While to some readers it may appear that I have taken the discussion from the opening topic regarding three major controversies in Anthropology, the above inclusions have an attachment to one or another of the listings, to which I may use the metaphor that there is a representative cadence of thought akin to a bipedal gait. And yet, if one were born to fiy instead of walk and run, would a paired wing set also influence a cognitive orientation towards duality, a duality that in different references suggests a developmental trend towards a triplicity such as in the case of two germ layers to three germ layers, or the yin/yang duality becoming part of an I-Ching idea involving what some claim to be as triads but I see and have said reference embellished dyads (biads).
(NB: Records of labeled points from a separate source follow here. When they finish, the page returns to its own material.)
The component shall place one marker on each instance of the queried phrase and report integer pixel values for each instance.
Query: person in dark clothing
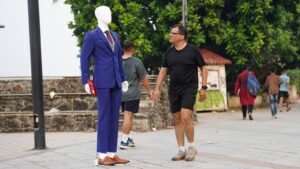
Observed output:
(240, 89)
(182, 61)
(272, 85)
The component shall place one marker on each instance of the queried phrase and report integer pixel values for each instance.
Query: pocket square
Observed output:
(92, 87)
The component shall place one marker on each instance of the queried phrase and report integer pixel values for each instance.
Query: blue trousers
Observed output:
(109, 101)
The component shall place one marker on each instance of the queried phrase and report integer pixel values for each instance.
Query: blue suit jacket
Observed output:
(108, 70)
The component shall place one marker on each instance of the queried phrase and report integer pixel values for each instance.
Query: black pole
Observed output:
(36, 73)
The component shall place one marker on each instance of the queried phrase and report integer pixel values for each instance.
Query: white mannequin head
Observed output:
(103, 15)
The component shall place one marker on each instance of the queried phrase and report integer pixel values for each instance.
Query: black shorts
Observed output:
(131, 106)
(183, 98)
(283, 94)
How does humanity progress into an actual three-patterned perspective if it routinely finds itself contrasting the topic of threes with those of twos as a part of a developmental sequence which appears to be a cognitive standard referencing a repetition brought about as a survival mechanism in response to an incrementally deteriorating environment which enforces the use of a Conservation of Number that different subjects embellish in order to provide the illusion of a developmental gain and not merely an elaboration of basic skills or abilities such as an electronic phone to amplify, record and allow for conversations at greater distances that a loud voice, large lungs and articulate vocabulary can not compete with. The same goes for the usage of artificial daylight called lightbulbs, and multiple food stuffs grown in divergent climates one may be far removed from. Indeed, how many would survive if required to live off the land, the sea, the air in the environment to which they inhabit? Or how about the death rate if the practice of medicine and hygiene were never implemented on a large scale? Imagine if the entire population were thrust back into a history where there were no buildings, no tools, and no clothing... as well as no established animal husbandry, agriculture, pharmacology or sewage facilities. Then again, what if all the world's language disappeared and there was not but grunts, whoops, and screeches?

Date of (series) Origination: Saturday, 14th March 2020... 6:11 AM
Date of Initial Posting (this ): 1st March 2022... 6:04 AM
Updated Posting:Saturday, 12th November 2022... 8:55 AM, AST (Arizona Standard Time); Marana, AZ.